Dass Deutschland gut durch die Corona-Krise kommt, sei vor allem Angela Merkel zu verdanken. So sieht es Innenminister Horst Seehofer. Und das vielfach gelobte Vorgehen der Kanzlerin führt in Berlin offenbar auch zu Diskussionen über eine Fortsetzung der Merkel-Ära.

Das vielfach gelobte Vorgehen Angela Merkels in der Corona-Krise führt nach dem Eindruck von Innenminister Horst Seehofer im politischen Berlin zu Diskussionen über eine fünfte Amtszeit der Bundeskanzlerin. "Ich kann nicht bestreiten, dass ich den Gedanken in letzter Zeit öfter gehört habe", sagte Seehofer der "Bild am Sonntag". Der CSU-Politiker lobte, die frühere CDU-Chefin führe Deutschland "gerade sehr stark durch die Krise". In der Vergangenheit hatten Seehofer und Merkel zahlreiche Meinungsverschiedenheiten und auch öffentlich darüber gestritten.

Seehofer erklärte nun, er erlebe sowohl im Kabinett als auch im Zusammenspiel mit den Ministerpräsidenten eine "hervorragende Teamarbeit" und führe das auf die "strategische Führung" Merkels zurück. "Wir können froh sein, dass wir in dieser Situation eine solche Kanzlerin an der Spitze unseres Landes haben." Die 65-jährige Merkel hatte indes zusammen mit ihrem Rückzug vom CDU-Vorsitz bereits im Oktober 2018 angekündigt, dass sie nicht für eine weitere Amtszeit im Kanzleramt zur Verfügung steht.

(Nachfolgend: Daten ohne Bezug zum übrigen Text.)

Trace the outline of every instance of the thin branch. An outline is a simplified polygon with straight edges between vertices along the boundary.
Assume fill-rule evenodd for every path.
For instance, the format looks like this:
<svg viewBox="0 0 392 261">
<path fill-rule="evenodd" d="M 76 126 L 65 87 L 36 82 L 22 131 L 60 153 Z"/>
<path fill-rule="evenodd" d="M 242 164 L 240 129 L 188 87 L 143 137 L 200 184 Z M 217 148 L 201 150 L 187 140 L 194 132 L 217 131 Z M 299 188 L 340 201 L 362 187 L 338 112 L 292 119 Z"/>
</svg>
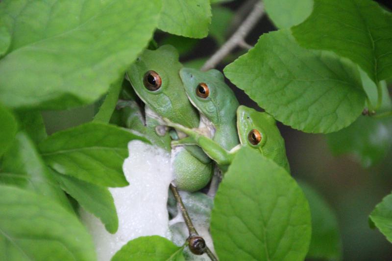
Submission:
<svg viewBox="0 0 392 261">
<path fill-rule="evenodd" d="M 226 55 L 233 49 L 245 43 L 245 39 L 251 30 L 254 27 L 259 20 L 264 14 L 264 6 L 263 3 L 258 2 L 254 8 L 238 29 L 227 41 L 205 62 L 201 67 L 202 71 L 207 71 L 215 68 Z"/>
<path fill-rule="evenodd" d="M 182 214 L 182 217 L 184 218 L 184 220 L 185 221 L 185 224 L 186 225 L 187 227 L 188 228 L 188 231 L 189 232 L 190 238 L 196 236 L 200 237 L 198 234 L 197 234 L 197 231 L 196 231 L 196 229 L 195 228 L 195 226 L 192 223 L 192 221 L 191 220 L 191 218 L 189 217 L 188 212 L 185 208 L 185 206 L 184 205 L 184 203 L 182 202 L 182 199 L 181 198 L 181 196 L 178 193 L 178 191 L 177 190 L 177 188 L 176 188 L 172 184 L 170 184 L 170 190 L 171 190 L 172 192 L 173 193 L 173 195 L 174 196 L 174 198 L 177 201 L 177 203 L 180 207 L 181 214 Z M 214 255 L 214 253 L 212 253 L 212 251 L 211 251 L 211 250 L 208 248 L 208 246 L 207 245 L 206 245 L 205 251 L 208 256 L 208 257 L 209 257 L 210 259 L 212 260 L 212 261 L 218 261 L 218 259 L 216 258 L 216 257 L 215 257 L 215 256 Z"/>
</svg>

Seehofer rechtfertigte in dem Interview derweil auch seine öffentliche Zurückhaltung in der Krise. "Ich nutze ein Fernsehstudio nicht als mein Wohnzimmer. Ich trete nur dann auf, wenn ich was zu sagen habe." Vertreter von FDP und Grünen hatten zuletzt erklärt, sie vermissten öffentliche Stellungnahmen Seehofers. Der 70-Jährige hat sich in der Corona-Krise von Anfang an vorsichtig verhalten. So verzichtete er bereits auf den Handschlag zur Begrüßung, als andere Politiker noch sorgloser agierten.